Let's look at an example where we perform analysis of a time series. We will check out some new techniques for plotting and aggregating along the way. We start with the common suspects.
import numpy as np
import pandas as pd
The Metro Transit in Minneapolis has a branch that runs between the two main cities in Minnesota: Minneapolis and Saint Paul. It forms the main Metropolitan area of Minnesota. The branch crosses the Mississippi river on its way. We will look at traffic data on the ATR $301$ station, more commonly known as Victoria Street Station.
The dataset has been donated to, and can be downloaded from, the Irvine Machine Learning Repository. But it has some duplicates, which I have culled before building the comma separated value (CSV) file we import below.
A full transit dataset can always be downloaded from the Minnesota Department of Transport but out dataset has more information that has been added to the plain traffic data.
The read_csv
procedure in pandas
is the de facto standard
for data imports in PyData.
NumPy provides the loadtxt
procedure but read_csv
can
process missing data and many more flavors of data formats.
Notably, CSV is a badly standardized format,
and some clever heuristics are needed to parse some files.
Moreover, pandas
can parse the dates in the file automatically.

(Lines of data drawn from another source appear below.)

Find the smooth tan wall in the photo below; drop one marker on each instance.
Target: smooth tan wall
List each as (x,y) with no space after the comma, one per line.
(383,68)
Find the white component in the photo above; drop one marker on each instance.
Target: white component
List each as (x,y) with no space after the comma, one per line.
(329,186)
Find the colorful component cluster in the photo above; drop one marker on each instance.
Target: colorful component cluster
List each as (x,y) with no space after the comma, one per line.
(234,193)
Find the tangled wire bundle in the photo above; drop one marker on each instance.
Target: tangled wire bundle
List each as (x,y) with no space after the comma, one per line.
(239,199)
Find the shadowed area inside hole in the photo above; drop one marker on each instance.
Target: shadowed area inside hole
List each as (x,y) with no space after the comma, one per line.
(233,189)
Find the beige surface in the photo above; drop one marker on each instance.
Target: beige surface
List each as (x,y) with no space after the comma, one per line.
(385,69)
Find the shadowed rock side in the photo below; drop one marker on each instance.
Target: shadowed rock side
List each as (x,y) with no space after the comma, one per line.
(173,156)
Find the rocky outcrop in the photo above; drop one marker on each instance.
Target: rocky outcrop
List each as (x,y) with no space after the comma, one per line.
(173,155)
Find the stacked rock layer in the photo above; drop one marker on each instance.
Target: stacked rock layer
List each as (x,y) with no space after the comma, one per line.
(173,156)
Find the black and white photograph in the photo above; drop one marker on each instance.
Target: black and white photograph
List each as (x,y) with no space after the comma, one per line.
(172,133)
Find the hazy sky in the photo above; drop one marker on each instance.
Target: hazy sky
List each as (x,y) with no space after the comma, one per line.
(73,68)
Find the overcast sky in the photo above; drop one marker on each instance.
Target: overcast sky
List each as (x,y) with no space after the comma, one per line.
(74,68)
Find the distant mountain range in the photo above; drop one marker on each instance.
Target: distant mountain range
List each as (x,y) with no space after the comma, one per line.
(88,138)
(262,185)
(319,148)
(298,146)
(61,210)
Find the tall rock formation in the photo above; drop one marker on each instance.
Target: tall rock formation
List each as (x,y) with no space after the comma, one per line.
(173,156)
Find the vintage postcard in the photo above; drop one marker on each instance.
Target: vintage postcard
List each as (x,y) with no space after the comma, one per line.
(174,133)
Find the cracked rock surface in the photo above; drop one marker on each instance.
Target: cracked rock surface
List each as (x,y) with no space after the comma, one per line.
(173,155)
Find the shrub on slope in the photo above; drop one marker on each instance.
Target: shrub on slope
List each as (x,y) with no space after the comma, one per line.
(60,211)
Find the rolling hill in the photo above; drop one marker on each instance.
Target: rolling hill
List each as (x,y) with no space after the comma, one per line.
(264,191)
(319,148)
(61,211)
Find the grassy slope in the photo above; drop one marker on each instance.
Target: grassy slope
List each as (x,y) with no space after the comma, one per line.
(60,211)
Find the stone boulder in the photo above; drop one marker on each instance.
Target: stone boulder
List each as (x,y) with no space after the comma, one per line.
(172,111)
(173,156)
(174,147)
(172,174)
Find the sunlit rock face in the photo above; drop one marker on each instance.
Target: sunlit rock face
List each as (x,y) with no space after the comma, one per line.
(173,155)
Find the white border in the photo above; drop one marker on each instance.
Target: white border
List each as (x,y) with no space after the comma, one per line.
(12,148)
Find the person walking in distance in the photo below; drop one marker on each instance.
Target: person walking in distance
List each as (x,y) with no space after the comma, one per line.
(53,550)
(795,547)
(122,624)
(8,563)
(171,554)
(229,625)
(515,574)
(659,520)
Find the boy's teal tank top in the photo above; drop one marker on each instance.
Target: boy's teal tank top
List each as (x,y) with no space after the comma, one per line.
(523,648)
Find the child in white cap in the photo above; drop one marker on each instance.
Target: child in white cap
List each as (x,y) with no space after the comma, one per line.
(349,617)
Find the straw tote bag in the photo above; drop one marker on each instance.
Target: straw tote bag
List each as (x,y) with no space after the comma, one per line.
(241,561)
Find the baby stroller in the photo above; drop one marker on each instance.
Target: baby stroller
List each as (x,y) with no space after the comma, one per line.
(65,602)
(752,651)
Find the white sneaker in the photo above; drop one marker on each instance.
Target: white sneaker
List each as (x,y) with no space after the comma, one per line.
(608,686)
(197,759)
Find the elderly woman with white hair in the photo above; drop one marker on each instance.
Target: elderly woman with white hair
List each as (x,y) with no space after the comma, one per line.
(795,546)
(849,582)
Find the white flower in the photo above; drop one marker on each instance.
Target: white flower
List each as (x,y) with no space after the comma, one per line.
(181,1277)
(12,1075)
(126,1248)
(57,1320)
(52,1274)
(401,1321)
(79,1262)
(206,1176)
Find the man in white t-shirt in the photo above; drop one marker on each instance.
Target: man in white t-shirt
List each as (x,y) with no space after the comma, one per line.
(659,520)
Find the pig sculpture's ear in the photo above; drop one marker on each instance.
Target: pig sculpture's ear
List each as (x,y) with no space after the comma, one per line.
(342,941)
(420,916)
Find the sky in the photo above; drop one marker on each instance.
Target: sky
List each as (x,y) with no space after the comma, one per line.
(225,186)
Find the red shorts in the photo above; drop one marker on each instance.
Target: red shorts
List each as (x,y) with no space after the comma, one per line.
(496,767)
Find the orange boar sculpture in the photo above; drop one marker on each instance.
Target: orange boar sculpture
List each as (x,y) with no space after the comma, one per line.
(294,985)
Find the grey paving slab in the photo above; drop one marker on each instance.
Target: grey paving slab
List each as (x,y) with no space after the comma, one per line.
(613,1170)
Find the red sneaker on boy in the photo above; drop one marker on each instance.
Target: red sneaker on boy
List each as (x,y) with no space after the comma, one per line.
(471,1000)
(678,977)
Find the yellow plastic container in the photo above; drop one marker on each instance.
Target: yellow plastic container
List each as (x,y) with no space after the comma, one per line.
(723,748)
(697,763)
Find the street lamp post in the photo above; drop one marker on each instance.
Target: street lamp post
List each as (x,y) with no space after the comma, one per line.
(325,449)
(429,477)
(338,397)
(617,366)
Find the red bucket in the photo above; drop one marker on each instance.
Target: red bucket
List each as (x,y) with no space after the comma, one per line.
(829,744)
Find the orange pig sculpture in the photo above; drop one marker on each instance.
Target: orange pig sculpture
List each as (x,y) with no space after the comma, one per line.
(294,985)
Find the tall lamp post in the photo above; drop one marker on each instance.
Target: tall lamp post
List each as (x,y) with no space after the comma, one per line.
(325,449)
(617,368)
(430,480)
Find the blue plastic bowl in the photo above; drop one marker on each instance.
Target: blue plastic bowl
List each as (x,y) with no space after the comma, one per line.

df = pd.read_csv('pd-metro-traffic.csv', index_col='date_time', parse_dates=True)
df.head()
We have hourly data on the passenger traffic on the westbound trains: from Saint Paul to Minneapolis. We also have a considerable amount of weather data.
For a start let's see what we have.
df.describe()
The traffic looks alright, three thousand people per hour is a reasonable number. The rain and snow data would be quite a lot of work to deal with so we will ignore those. And the temperature seems alright but a tad off in value. The temperature is in Kelvin but we will convert it to Celsius because it is easier to think about temperature in that scale. We also rename the index to a shorter name.
df_traffic = df[['temp', 'traffic_volume']].copy()
df_traffic.index.name = 'date'
df_traffic.columns = ['temp', 'traffic']
df_traffic['temp'] = df_traffic['temp'] - 273
df_traffic
The data is aggregated by the hour, something that will be important to keep in mind.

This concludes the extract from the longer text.